Steven Spielberg Wanted These Two Actors To Play Quint In Jaws Before Robert Shaw
You can't have "Jaws" without Quint, a modern Captain Ahab if he'd been hunting a great white shark rather than a white whale. It's difficult to picture anyone but Robert Shaw (in one of his last roles before his premature death in 1978) in the part, but the actor actually wasn't who director Steven Spielberg first had in mind.
In "Spielberg: The First Ten Years" by Laurent Bouzereau, Spielberg claimed his first choice for Quint was Lee Marvin. He wanted a big star and Marvin was famous for playing sinister tough guys. See: "The Big Heat," "Point Blank," "The Dirty Dozen," and "The Man Who Shot Liberty Valance" (directed by the man who taught Spielberg how to frame a horizon.) Marvin, though, said no. Spielberg recounted: "What I heard was that [Marvin] wanted to go fishing for real! He took his fishing very seriously and didn't want to do it from a 'movie' boat."
Spielberg's next choice was Sterling Hayden, an Old Hollywood star who was back in the public eye after his part as Captain McCluskey in "The Godfather." Spielberg was a fan of Hayden's work with Stanley Kubrick; nowadays, Hayden is most remembered for playing General Jack D. Ripper in "Doctor Strangelove." Ripper is an insane man, but one with strong convictions (much like Quint). Hayden had also previously played an Ahab-esque harpooner in 1958 Western "Terror in a Texas Town." For a reason Spielberg couldn't recall, though, Hayden was also unavailable.
That's when producers Richard Zanuck and David Brown suggested Shaw, with whom they'd previously worked on "The Sting." Shaw played the gangster Doyle Lonnegan, opposite Robert Redford and Paul Newman as a pair of plucky card sharks.
Spielberg, impressed by Shaw's performances in "A Man For All Seasons" (as King Henry VIII) and James Bond film "From Russia With Love" (as the movie's heavy), was convinced. "I wish I had thought of him!"
Jaws without Robert Shaw wouldn't have Quint's Indianapolis monologue
It's hard to pick just one "greatest moment" in "Jaws," but we all know what Quint's best-remembered scene is. After Brody (Roy Scheider) and Hooper (Richard Dreyfuss) notice a removed tattoo on Quint's arm, he tells about his service on the U.S.S. Indianapolis in World War 2. As in real life, the ship wound up sunk, leaving the crew stranded in the ocean without rescue for five days. "Eleven hundred men went into the water. 316 men come out, the sharks took the rest, June the 29th, 1945."

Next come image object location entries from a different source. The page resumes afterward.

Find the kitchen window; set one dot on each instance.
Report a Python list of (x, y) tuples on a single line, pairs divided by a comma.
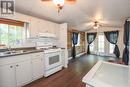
[(12, 32)]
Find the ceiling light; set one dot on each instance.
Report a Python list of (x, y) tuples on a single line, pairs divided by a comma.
[(59, 4)]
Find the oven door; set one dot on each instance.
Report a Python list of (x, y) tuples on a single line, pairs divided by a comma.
[(52, 60)]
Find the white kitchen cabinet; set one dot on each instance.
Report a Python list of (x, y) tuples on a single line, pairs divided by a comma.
[(7, 76), (23, 72), (37, 65), (33, 27)]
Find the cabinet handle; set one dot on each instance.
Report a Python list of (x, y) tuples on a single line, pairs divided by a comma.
[(17, 65), (11, 66)]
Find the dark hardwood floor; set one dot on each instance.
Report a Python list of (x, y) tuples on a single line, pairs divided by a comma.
[(72, 76)]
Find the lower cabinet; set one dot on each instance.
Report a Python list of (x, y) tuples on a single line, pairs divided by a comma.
[(19, 72), (15, 75), (23, 73), (37, 66)]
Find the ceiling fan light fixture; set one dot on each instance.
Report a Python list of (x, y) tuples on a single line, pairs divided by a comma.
[(95, 27), (59, 4)]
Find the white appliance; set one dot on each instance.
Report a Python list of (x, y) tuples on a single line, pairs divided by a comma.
[(52, 58), (105, 74), (52, 61)]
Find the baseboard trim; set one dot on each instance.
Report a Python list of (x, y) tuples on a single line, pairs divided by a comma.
[(78, 55)]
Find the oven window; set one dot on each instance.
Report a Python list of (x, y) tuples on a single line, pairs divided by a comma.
[(54, 59)]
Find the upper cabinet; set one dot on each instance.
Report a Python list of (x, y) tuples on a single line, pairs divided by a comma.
[(38, 26)]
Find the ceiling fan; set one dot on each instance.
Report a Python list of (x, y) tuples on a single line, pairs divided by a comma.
[(60, 3), (96, 25)]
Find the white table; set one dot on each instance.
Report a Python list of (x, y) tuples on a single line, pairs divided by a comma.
[(105, 74)]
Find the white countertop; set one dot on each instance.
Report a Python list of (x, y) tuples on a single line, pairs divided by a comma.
[(105, 74)]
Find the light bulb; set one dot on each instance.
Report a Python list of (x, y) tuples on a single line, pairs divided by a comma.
[(58, 2)]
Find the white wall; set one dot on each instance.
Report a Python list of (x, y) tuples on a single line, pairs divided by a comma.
[(120, 38)]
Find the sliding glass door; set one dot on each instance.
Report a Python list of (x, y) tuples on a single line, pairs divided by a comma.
[(101, 44)]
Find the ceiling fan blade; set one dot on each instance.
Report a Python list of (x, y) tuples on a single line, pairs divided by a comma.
[(46, 0), (70, 1)]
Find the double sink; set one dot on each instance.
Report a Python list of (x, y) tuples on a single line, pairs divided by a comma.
[(13, 52)]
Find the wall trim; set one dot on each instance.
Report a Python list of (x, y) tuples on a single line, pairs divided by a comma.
[(78, 55)]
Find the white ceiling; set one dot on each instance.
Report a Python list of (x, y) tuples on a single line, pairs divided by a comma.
[(111, 12)]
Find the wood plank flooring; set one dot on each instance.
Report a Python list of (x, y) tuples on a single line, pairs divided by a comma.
[(72, 76)]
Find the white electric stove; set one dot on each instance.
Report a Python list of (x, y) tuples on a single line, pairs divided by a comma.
[(52, 59), (105, 74)]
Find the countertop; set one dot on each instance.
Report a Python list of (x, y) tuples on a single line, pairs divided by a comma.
[(105, 74), (22, 53)]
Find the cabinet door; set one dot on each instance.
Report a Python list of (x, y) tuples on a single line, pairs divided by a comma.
[(33, 27), (7, 76), (37, 67), (23, 73)]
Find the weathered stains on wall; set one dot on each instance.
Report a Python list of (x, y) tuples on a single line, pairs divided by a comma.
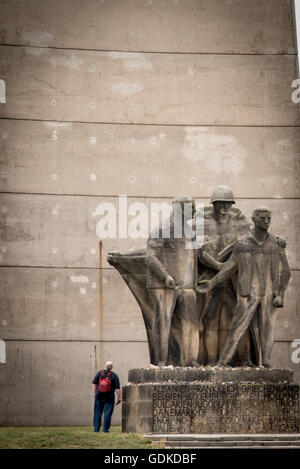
[(67, 144), (57, 376), (50, 306), (206, 26), (256, 161), (2, 352), (68, 237), (60, 85), (2, 92)]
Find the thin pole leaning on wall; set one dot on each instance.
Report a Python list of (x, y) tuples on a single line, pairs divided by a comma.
[(101, 303)]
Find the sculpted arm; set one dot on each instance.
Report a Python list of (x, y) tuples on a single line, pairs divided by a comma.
[(283, 279), (226, 272)]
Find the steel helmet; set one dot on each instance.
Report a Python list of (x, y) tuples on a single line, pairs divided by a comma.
[(222, 194)]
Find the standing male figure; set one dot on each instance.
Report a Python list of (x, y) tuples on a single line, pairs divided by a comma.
[(105, 401), (171, 278), (223, 224), (263, 274)]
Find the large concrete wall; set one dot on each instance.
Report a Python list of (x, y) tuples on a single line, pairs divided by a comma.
[(140, 97)]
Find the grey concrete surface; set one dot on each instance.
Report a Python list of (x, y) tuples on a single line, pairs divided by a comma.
[(212, 81), (61, 231), (92, 86), (148, 159), (215, 26)]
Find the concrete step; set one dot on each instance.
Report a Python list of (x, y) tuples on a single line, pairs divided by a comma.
[(240, 441), (230, 444)]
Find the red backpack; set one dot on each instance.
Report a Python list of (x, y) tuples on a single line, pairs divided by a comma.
[(104, 382)]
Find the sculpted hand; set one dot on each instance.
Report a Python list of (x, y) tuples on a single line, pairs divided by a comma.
[(281, 242), (278, 301), (111, 257), (170, 282), (204, 286)]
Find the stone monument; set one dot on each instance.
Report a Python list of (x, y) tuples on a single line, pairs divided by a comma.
[(199, 381)]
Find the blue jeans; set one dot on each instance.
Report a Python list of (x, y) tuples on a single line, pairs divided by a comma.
[(100, 407)]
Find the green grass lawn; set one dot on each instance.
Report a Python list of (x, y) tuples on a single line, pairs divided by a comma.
[(70, 438)]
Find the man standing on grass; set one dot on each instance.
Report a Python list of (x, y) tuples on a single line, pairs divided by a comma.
[(105, 384)]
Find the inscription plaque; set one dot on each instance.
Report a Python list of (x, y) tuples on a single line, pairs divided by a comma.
[(225, 408), (188, 400)]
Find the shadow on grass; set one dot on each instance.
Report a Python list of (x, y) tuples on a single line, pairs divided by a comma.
[(70, 438)]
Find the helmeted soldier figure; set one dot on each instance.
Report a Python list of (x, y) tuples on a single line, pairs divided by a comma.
[(223, 224)]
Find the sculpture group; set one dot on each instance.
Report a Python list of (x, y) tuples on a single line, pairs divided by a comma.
[(211, 304)]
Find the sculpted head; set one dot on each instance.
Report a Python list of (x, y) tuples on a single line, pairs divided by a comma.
[(182, 202), (261, 218), (222, 199)]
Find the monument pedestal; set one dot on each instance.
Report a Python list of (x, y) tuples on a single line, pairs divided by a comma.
[(210, 400)]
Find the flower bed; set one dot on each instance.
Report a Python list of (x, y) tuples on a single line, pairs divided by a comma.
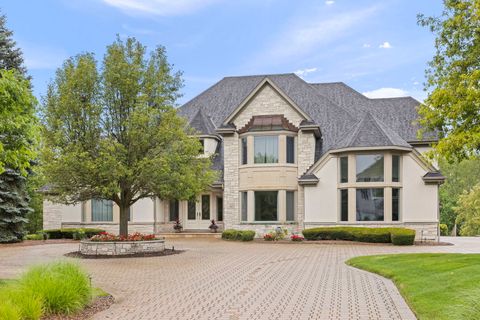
[(107, 244)]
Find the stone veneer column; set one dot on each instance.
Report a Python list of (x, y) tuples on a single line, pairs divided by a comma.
[(305, 158), (231, 197)]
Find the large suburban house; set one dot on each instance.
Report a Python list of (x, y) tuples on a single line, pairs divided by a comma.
[(296, 155)]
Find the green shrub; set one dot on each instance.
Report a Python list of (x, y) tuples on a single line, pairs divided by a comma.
[(68, 233), (27, 302), (403, 237), (8, 311), (361, 234), (244, 235), (63, 286), (247, 235), (443, 229)]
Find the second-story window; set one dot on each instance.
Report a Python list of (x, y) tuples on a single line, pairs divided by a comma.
[(290, 149), (266, 149)]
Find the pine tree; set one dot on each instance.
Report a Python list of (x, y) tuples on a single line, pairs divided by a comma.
[(17, 135), (14, 207), (10, 56)]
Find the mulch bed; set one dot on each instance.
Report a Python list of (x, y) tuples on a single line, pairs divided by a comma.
[(27, 243), (98, 305), (166, 252)]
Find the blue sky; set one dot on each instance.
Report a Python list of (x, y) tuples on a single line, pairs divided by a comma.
[(374, 46)]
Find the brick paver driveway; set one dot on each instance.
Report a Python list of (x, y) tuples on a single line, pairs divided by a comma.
[(214, 279)]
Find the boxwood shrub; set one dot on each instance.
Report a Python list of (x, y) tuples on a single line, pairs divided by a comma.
[(361, 234), (243, 235), (68, 233)]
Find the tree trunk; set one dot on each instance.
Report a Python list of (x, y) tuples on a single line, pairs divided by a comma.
[(124, 220)]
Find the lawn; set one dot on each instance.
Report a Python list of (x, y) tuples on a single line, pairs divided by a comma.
[(436, 286)]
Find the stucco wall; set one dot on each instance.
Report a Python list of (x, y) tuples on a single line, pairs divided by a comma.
[(321, 204)]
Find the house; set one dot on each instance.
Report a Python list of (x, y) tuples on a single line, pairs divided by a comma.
[(296, 155)]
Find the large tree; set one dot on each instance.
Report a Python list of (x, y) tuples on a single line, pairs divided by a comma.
[(112, 132), (453, 79)]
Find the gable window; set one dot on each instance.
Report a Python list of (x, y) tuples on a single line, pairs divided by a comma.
[(369, 167), (266, 205), (266, 149), (343, 169), (102, 210), (174, 210), (244, 151), (290, 149)]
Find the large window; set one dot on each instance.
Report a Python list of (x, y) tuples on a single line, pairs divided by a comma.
[(395, 168), (266, 149), (395, 204), (244, 203), (174, 210), (370, 204), (343, 169), (266, 205), (244, 151), (369, 167), (344, 205), (290, 205), (102, 210), (290, 149)]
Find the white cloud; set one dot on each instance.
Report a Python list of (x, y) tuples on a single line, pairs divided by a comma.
[(385, 45), (386, 93), (304, 72), (159, 7), (307, 34)]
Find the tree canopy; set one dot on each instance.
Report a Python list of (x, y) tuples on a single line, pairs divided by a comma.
[(112, 131), (453, 105)]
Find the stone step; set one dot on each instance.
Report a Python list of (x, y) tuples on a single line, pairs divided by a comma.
[(177, 235)]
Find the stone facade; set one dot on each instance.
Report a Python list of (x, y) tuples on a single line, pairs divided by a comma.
[(120, 248)]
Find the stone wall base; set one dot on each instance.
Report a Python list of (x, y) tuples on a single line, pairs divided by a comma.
[(120, 248), (424, 231)]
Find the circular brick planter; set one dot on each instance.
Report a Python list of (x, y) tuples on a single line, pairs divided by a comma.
[(120, 248)]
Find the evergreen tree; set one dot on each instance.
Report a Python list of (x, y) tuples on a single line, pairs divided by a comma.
[(14, 206)]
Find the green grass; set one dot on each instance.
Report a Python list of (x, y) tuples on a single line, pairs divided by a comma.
[(436, 286)]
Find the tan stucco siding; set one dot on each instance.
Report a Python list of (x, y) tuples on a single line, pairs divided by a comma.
[(419, 201), (267, 101)]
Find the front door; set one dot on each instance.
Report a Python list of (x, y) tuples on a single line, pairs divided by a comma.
[(198, 213)]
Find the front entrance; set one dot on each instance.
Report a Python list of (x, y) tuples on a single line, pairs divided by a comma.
[(199, 213)]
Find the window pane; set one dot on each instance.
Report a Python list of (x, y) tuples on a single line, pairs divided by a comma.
[(290, 205), (395, 168), (344, 205), (191, 210), (395, 204), (266, 205), (343, 169), (244, 206), (370, 204), (369, 168), (244, 151), (173, 210), (219, 209), (290, 149), (206, 207), (266, 149), (102, 210)]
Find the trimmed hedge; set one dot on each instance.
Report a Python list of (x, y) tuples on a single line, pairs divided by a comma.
[(68, 233), (243, 235), (361, 234)]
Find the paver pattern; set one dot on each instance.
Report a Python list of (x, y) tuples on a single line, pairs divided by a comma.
[(215, 279)]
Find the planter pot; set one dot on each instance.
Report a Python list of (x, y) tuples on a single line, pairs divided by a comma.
[(119, 248)]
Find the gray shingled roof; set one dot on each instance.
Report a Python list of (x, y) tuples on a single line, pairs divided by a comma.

Here's the thing though: that monologue, and the backstory for Quint detailed within it, only exists as it does because of Shaw. The scene is nowhere in the original "Jaws" novel by Peter Benchley. According to Spielberg, screenwriter Howard Sackler (who did uncredited rewrites on "Jaws") felt that Quint needed more motivation to be so dead set on killing the shark. So, he dug up the real story of the U.S.S. Indianapolis. Shaw, a writer as well as an actor, wrote Quint's Indianapolis monologue himself. There's been some debate over who wrote the filmed speech, with some giving credit to filmmaker John Milius, but "Jaws" screenwriter Carl Gottlieb maintains it was Shaw.
Since the monologue reportedly began with Sackler, some version of it could've still been delivered by Marvin or Hayden as Quint. But Shaw's particular prose, such as when Quint observes sharks have, "lifeless eyes. Black eyes, like a doll's eyes"? Those exact words would've never been written, and "Jaws" would be poorer for it.
This shows the ripple effects of casting; actors can bring much more to their characters than just what's obvious onscreen. It's not just how they say a particular line, it's how they inhabit their character and understand why that person would say those words in that moment. Robert Shaw, as the kids say, understood the assignment (and did extra credit along the way).